Saya membayangkan, mengikuti garis argumen para ahli perubahan iklim, jika di masa depan terjadi kenaikan suhu global 1-2 derajat Celcius, nasib penyelenggaraan haji makin rumit dan kompleks.
Mengapa? Kenaikan suhu global bumi 1-2 derajat Celcius berarti akan menaikkan suhu di Arab Saudi, India, dan lain-lain menjadi sekitar 70 derajat Celcius.
Sungai-sungai di sepanjang garis Khatulistiwa mengering, dan negara-negara pulau tenggelam oleh mencairnya es di Kutub Utara dan Selatan.
Dalam konteks ibadah haji yang sering dikaitkan dengan teologi dan keyakinan, pengiriman jamaah haji akan terus berlanjut tanpa memperhitungkan akibat-akibat suhu panas ini.

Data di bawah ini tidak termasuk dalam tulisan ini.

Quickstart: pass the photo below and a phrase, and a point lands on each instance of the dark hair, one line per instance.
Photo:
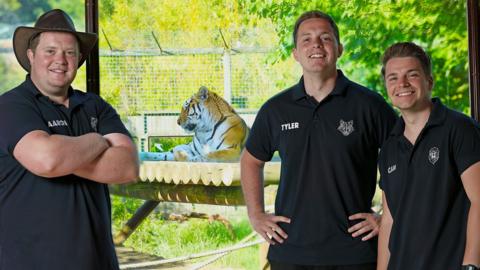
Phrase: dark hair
(314, 14)
(407, 49)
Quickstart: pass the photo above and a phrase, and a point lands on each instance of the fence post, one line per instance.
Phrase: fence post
(227, 76)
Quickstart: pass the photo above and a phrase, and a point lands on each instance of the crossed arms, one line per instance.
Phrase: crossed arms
(111, 158)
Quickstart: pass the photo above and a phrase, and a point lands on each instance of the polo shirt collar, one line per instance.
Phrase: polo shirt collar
(436, 118)
(341, 85)
(75, 98)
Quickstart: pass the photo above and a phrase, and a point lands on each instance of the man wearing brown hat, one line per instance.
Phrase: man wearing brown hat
(59, 147)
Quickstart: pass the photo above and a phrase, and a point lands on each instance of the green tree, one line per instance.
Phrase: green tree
(8, 8)
(367, 28)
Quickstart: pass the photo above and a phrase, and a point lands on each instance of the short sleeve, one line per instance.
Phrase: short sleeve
(385, 121)
(17, 118)
(260, 142)
(466, 144)
(381, 168)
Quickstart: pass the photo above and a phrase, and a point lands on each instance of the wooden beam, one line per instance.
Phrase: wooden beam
(221, 195)
(473, 27)
(93, 66)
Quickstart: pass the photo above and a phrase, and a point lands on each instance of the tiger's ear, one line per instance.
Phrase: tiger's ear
(203, 93)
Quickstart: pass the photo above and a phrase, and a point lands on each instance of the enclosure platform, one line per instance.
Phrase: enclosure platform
(201, 173)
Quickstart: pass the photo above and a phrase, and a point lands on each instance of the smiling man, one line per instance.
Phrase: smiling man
(59, 147)
(430, 173)
(327, 131)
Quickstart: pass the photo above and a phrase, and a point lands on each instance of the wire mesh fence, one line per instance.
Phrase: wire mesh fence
(146, 81)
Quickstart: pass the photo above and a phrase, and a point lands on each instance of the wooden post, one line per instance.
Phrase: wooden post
(473, 26)
(134, 221)
(93, 66)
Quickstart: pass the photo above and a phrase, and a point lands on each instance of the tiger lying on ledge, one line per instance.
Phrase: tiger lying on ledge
(219, 132)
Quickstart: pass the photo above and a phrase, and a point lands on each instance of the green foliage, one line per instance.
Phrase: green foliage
(167, 143)
(367, 28)
(12, 73)
(170, 239)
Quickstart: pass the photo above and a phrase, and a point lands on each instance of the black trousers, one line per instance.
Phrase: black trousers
(286, 266)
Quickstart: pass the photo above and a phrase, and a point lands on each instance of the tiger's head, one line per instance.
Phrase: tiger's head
(202, 109)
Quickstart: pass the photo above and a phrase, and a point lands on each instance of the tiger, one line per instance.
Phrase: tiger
(219, 132)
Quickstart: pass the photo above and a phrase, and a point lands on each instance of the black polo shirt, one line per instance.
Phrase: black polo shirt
(53, 223)
(329, 166)
(424, 191)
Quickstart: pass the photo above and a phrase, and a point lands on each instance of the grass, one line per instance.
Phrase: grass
(171, 239)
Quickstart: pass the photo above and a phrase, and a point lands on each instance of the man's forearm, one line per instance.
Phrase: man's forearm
(118, 164)
(252, 184)
(472, 247)
(58, 155)
(383, 252)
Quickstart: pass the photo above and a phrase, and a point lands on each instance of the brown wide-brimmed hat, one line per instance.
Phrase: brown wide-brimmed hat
(55, 20)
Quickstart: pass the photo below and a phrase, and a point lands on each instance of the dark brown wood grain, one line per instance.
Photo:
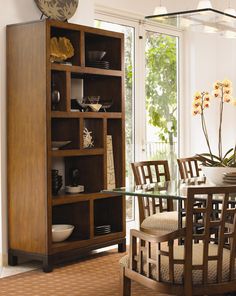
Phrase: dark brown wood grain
(27, 137)
(149, 172)
(144, 246)
(189, 167)
(33, 125)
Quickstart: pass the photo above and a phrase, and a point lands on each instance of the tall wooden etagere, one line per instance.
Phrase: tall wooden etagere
(32, 127)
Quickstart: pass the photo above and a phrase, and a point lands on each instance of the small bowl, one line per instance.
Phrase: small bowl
(61, 232)
(93, 99)
(74, 189)
(95, 55)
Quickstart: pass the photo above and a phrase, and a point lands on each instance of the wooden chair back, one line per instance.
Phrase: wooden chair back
(143, 262)
(147, 172)
(189, 167)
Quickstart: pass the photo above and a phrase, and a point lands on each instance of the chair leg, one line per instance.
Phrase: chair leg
(125, 284)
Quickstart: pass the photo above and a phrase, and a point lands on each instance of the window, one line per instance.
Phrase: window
(152, 78)
(161, 59)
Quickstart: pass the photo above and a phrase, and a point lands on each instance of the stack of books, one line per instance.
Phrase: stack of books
(229, 178)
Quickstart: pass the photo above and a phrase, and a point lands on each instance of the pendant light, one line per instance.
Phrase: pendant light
(230, 10)
(160, 9)
(204, 4)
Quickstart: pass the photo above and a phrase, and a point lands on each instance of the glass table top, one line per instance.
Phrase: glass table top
(176, 189)
(205, 20)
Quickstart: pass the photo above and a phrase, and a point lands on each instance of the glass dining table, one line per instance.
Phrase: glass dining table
(175, 190)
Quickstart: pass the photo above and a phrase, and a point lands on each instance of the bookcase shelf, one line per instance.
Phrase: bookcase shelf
(41, 116)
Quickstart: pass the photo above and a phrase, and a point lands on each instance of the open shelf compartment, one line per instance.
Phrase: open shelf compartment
(114, 128)
(111, 45)
(107, 87)
(95, 126)
(108, 211)
(58, 88)
(76, 214)
(66, 129)
(74, 37)
(90, 172)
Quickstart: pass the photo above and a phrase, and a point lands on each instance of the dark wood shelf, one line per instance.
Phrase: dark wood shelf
(77, 152)
(63, 198)
(71, 244)
(75, 114)
(70, 164)
(86, 70)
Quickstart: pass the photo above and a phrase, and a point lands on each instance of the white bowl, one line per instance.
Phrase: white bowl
(61, 232)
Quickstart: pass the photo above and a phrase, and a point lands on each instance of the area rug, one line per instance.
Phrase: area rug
(97, 275)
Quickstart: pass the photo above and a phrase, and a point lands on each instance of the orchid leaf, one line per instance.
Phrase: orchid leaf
(230, 150)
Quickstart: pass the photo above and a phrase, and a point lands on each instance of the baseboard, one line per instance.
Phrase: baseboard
(3, 260)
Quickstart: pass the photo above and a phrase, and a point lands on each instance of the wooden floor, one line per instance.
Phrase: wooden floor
(98, 275)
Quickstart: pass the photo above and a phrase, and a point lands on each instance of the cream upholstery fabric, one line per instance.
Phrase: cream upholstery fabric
(162, 221)
(197, 260)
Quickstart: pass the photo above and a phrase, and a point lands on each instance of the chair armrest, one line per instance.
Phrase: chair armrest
(155, 237)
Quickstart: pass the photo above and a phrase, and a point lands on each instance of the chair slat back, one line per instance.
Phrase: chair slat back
(147, 172)
(210, 265)
(224, 224)
(189, 167)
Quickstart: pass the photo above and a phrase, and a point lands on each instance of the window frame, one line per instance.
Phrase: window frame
(140, 26)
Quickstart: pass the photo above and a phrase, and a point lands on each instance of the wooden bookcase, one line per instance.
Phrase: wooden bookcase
(33, 125)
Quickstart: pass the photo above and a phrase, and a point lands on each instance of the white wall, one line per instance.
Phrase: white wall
(209, 58)
(16, 11)
(146, 7)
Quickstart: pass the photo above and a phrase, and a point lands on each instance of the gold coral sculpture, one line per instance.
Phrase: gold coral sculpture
(60, 10)
(61, 49)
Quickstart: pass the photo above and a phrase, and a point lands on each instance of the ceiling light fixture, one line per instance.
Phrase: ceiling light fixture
(160, 9)
(230, 10)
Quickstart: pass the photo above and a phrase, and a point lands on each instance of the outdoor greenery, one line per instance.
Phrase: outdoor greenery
(161, 85)
(161, 93)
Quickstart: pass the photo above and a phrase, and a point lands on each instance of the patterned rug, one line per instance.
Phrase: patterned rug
(97, 275)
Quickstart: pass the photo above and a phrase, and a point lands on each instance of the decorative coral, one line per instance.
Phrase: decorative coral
(61, 49)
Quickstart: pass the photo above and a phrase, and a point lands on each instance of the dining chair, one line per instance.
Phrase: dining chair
(155, 214)
(189, 167)
(202, 268)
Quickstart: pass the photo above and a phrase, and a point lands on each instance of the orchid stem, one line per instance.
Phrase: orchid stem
(220, 124)
(205, 132)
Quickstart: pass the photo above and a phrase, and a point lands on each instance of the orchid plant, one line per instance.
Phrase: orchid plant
(223, 92)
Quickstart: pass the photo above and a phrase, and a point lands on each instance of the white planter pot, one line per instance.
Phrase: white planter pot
(215, 174)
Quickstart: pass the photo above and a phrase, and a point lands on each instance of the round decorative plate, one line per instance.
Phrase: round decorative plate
(60, 10)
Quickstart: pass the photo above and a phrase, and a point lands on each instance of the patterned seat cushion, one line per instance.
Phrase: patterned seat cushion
(162, 221)
(197, 260)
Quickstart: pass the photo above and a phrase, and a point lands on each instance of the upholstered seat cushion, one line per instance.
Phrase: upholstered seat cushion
(162, 221)
(197, 260)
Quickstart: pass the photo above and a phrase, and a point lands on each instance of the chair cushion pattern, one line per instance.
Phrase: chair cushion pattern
(197, 260)
(161, 221)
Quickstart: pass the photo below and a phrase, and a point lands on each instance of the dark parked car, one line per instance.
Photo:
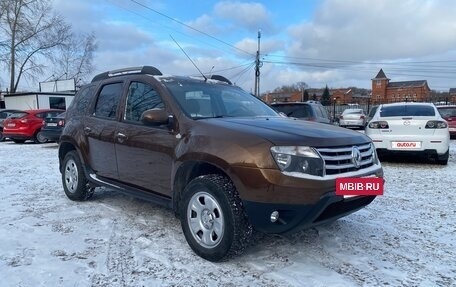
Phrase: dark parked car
(26, 125)
(309, 111)
(352, 118)
(4, 113)
(224, 161)
(448, 113)
(53, 127)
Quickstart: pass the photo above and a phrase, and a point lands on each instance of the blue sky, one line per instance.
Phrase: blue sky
(339, 43)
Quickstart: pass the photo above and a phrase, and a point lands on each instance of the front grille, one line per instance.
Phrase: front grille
(339, 160)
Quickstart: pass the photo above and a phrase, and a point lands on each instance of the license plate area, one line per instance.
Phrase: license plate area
(406, 145)
(355, 186)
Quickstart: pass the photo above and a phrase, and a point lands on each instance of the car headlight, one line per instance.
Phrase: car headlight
(298, 159)
(375, 159)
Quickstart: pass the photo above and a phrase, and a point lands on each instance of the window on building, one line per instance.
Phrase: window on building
(57, 103)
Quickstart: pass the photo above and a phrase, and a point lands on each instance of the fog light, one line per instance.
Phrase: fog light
(274, 216)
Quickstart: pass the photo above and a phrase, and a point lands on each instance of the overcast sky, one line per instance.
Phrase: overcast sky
(339, 43)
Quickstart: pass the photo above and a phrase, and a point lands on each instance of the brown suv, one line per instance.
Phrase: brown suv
(224, 161)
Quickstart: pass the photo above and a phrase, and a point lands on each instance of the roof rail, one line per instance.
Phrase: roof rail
(132, 70)
(221, 78)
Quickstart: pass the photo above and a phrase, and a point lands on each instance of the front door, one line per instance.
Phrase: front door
(100, 129)
(145, 154)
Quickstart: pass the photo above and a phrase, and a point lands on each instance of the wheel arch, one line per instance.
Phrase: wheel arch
(189, 170)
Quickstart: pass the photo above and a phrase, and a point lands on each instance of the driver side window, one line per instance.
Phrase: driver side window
(141, 97)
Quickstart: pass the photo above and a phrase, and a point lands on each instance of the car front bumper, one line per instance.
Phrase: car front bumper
(293, 218)
(352, 123)
(300, 203)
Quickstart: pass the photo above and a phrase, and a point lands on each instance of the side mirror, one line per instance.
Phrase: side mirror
(155, 117)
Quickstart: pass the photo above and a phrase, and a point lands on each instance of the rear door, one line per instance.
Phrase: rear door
(100, 130)
(144, 153)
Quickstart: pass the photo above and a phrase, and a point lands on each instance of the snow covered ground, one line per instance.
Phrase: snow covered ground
(405, 238)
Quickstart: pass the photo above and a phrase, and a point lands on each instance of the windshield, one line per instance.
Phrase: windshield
(297, 111)
(408, 111)
(447, 112)
(18, 115)
(201, 100)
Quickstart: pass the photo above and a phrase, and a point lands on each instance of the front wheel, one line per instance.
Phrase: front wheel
(75, 183)
(213, 219)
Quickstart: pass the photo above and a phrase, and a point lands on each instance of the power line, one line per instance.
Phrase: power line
(190, 27)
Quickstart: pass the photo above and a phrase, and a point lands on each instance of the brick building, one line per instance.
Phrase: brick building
(452, 96)
(384, 91)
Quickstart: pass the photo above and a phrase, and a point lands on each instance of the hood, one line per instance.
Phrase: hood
(289, 131)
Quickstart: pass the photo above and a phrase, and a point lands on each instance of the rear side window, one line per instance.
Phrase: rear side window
(407, 111)
(141, 97)
(82, 100)
(108, 100)
(324, 112)
(296, 111)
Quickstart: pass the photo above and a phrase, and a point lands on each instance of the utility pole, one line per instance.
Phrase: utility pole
(258, 64)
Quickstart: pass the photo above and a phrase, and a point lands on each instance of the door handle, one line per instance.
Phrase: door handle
(121, 137)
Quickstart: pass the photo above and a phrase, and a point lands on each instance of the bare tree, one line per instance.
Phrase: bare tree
(76, 58)
(29, 33)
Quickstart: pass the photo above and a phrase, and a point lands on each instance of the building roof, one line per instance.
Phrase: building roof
(380, 76)
(407, 84)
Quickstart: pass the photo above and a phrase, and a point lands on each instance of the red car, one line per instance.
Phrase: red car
(449, 114)
(26, 125)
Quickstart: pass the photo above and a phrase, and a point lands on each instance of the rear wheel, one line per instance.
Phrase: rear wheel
(443, 159)
(75, 183)
(39, 138)
(213, 219)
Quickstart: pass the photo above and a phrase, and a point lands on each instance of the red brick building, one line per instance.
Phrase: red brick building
(452, 96)
(384, 91)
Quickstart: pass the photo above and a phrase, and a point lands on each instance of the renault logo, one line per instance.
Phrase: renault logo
(356, 157)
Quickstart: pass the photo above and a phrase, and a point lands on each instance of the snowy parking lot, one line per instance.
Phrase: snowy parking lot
(405, 238)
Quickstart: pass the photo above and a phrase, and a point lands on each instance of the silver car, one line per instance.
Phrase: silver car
(352, 118)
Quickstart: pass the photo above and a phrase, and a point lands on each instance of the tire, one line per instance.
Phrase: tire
(213, 219)
(39, 138)
(443, 159)
(74, 181)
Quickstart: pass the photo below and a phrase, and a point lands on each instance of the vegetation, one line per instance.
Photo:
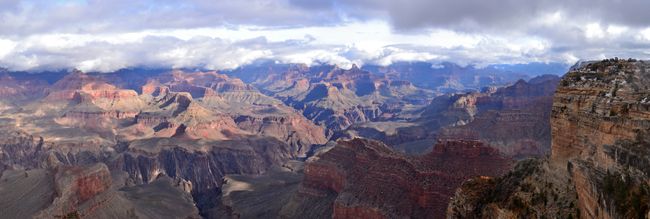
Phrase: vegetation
(628, 199)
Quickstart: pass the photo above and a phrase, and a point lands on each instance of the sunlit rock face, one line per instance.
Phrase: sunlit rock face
(599, 153)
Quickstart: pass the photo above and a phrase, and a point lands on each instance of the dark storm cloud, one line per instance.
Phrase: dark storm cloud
(106, 35)
(498, 14)
(25, 17)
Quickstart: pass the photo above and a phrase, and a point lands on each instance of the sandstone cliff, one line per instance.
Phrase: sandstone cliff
(364, 178)
(600, 141)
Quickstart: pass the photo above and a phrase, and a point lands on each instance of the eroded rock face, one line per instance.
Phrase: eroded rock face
(368, 179)
(514, 119)
(336, 98)
(600, 144)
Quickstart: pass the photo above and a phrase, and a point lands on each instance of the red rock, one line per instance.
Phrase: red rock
(371, 180)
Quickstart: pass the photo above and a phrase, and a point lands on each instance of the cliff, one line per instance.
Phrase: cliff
(364, 178)
(600, 123)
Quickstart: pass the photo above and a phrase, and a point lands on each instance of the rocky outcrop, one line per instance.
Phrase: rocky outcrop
(599, 128)
(367, 179)
(336, 98)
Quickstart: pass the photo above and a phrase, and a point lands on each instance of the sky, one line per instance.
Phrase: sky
(104, 36)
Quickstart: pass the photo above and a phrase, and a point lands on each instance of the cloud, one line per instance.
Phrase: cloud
(98, 35)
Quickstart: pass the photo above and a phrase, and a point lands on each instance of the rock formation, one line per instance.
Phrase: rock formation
(600, 127)
(364, 178)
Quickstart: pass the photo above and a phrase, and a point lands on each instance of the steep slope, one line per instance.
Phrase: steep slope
(364, 178)
(252, 111)
(78, 192)
(337, 98)
(514, 119)
(600, 123)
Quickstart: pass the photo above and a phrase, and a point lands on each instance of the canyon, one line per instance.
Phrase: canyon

Dua juta peserta haji sangat mungkin tewas terpanggang (sehingga mirip massacre) dan atau Arab Saudi harus menyediakan mesin-mesin pendingin serta air yang sangat mahal untuk melindungi tamu-tamu Allah ini.
Panas global akibat perubahan iklim sangatlah nyata dan ilmiah. Tanda-tandanya sudah sangat terasa, mulai dari musim yang kacau, gagal panen yang berulang, hujan asam di di sejumlah kawasan, naiknya permukaan laut, munculnya jenis-jenis mikroba dan lain-lain.
Garis argumen di atas mengingatkan bahwa dalam beribadah sekalipun itu perintah Allah, seperti ibadah haji, pada dasarnya tidaklah otomatis aman dan bebas dari kendala-kendala baik yang ringan maupun berat.
Upaya-upaya terencana dan ilmiah mutlak diperlukan demi terjaminnya eksekusi di lapangan. Selanjutnya doa-doa dipanjatkan setelah segala upaya dikerjakan.
*Penulis adalah Rektor UIN Raden Mas Said Surakarta dan Penulis Buku “Al-Qur’an dan Konservasi Lingkungan”.